Оскар тяжело вздохнул.
– Да как тебе сказать… Я ему кое-что обещал…
– Оскар, неужели ты меня предашь? – злобно прищурилась она.
– А что такого! Он попросил разыскать тебя в Марселе и взять адрес…
– Ну?
– А твой адрес – здесь. Слушай, Мэг, ты собираешься жить с ним в одном доме и не попадаться ему на глаза?
– Я уеду.
– Не дури. Ладно, я не буду ему звонить, ничего ему не скажу. А перед его прибытием ты сама решишь, что тебе делать, денег на отель я тебе дам. Хочешь в «Риц»?
– Я туда и собиралась.
– Но не попала из-за Майкла.
– Но не попала из-за Алекса. Я была грязная и мокрая с утра.
– Господи! Что же он с тобой делал?
Она вздохнула и опустила глаза, но Оскар успел заметить искорку счастья, мелькнувшую в ее взгляде. Он откинулся на спинку стула и скрестил руки на груди:
– О-о-о, мадемуазель, как все серьезно! Вот это да! Еще тело мужа не остыло от ревности к соседу, а вы уже влюбились!
– Не надо так. Про тело – шутка плохая.
– Да Майкл еще нас с тобой переживет! Мэгги, ты влюбилась! И, похоже, серьезно.
– Да ладно, пройдет.
– У тебя такое лицо последний раз было на вашей свадьбе. И у моего отца – тоже. – Оскар покачал головой, – Да, сестренка, ты не оставила никаких шансов бедному папочке.
– Оскар, я давно хотела спросить, почему ты так жестоко шутишь про своих родителей?
Он равнодушно пожал плечами и, как показалось Мэг, даже не обиделся на вопрос.
– Может, потому что у меня никогда не было родителей. Своей настоящей мамой я всегда считал Роуз, а когда ее уволили за ненадобностью, я понял, что совершенно не знаю, что такое дом и семья. Мама постоянно уезжала куда-нибудь по делам, или у нее не было на меня времени из-за личной жизни, а отец старался ее перещеголять. И если когда-нибудь сложится так, что ты станешь женой моего отца…
– Ты с ума сошел!
– Нет, подожди, чисто гипотетически. Мне будет приятно. Во всяком случае, на твоем месте могла оказаться какая-нибудь совсем незнакомая дамочка.
– Оскар, что ты несешь! Это – не мое место. Это место – твоей матери, и какая бы она ни была, ты должен ее любить.

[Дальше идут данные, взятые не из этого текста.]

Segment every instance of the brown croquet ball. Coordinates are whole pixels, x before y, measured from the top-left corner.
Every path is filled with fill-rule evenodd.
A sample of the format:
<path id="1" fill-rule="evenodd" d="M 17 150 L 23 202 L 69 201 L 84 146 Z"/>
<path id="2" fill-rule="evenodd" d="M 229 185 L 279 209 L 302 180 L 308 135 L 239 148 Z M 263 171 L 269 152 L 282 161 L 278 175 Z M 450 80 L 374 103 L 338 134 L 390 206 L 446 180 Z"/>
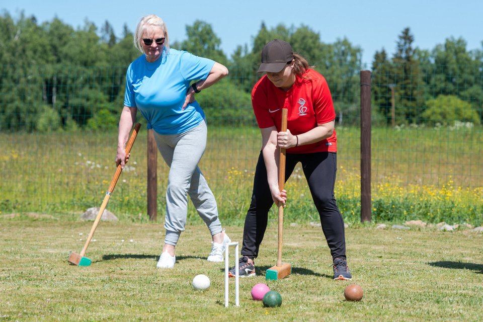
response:
<path id="1" fill-rule="evenodd" d="M 360 301 L 363 294 L 362 288 L 356 284 L 347 285 L 344 290 L 344 296 L 348 301 Z"/>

Оскар примирительно заулыбался:
– Это бессмысленный спор. – Он взял ее за руку через стол и улыбнулся теплой улыбкой. – Мэг, скажи, что ты хочешь?
– Спать.
– Это понятно. А еще? Представь себе, что я Санта-Клаус.
– Какое сегодня число?
Оскар посмотрел на часы:
– Пять минут как десятое. Апреля.
– А когда прилетает Грег?
– Шестнадцатого вечером.
– Вот накануне я и съеду. А еще мне, пожалуйста, три пирожных и гранатовый сок в спальню! Сможешь, Санта-Клаус?

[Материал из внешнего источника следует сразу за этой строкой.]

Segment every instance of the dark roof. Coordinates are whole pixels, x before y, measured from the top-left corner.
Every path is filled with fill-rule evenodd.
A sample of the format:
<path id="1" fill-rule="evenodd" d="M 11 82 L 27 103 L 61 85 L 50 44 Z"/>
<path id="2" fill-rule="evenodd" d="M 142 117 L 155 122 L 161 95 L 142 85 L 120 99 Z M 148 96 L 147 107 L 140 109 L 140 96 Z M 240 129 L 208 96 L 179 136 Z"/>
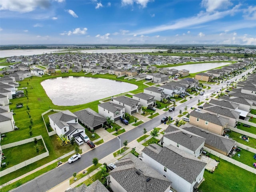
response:
<path id="1" fill-rule="evenodd" d="M 205 144 L 228 153 L 233 146 L 235 146 L 236 141 L 205 131 L 194 126 L 182 127 L 183 129 L 191 132 L 206 138 Z"/>
<path id="2" fill-rule="evenodd" d="M 170 181 L 130 153 L 115 164 L 116 168 L 109 174 L 126 191 L 164 192 L 170 189 Z"/>
<path id="3" fill-rule="evenodd" d="M 190 116 L 222 126 L 224 126 L 226 124 L 228 123 L 229 120 L 228 118 L 217 116 L 215 114 L 210 113 L 202 113 L 196 111 L 192 111 L 190 112 Z"/>
<path id="4" fill-rule="evenodd" d="M 207 164 L 172 145 L 162 148 L 150 144 L 142 152 L 191 184 Z"/>

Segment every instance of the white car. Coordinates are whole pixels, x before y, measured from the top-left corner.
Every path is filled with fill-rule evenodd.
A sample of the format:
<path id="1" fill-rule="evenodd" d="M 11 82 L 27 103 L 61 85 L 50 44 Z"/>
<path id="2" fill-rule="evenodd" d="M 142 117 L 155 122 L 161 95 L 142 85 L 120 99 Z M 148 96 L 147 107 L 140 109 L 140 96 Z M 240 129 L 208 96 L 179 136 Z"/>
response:
<path id="1" fill-rule="evenodd" d="M 78 159 L 79 159 L 81 158 L 81 155 L 79 153 L 77 153 L 74 155 L 72 156 L 70 158 L 68 159 L 68 163 L 71 163 L 72 162 L 74 162 L 76 161 Z"/>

– Быстрее, чем ты туда дойдешь!
Мэг умылась и, выйдя из своей ванной, действительно увидела на ночном столике стакан красного сока и три разных пирожных. Управившись со всем этим, она блаженно растянулась на широкой кровати с пологом и деревянными столбиками по углам и впервые за две парижские недели сладко заснула.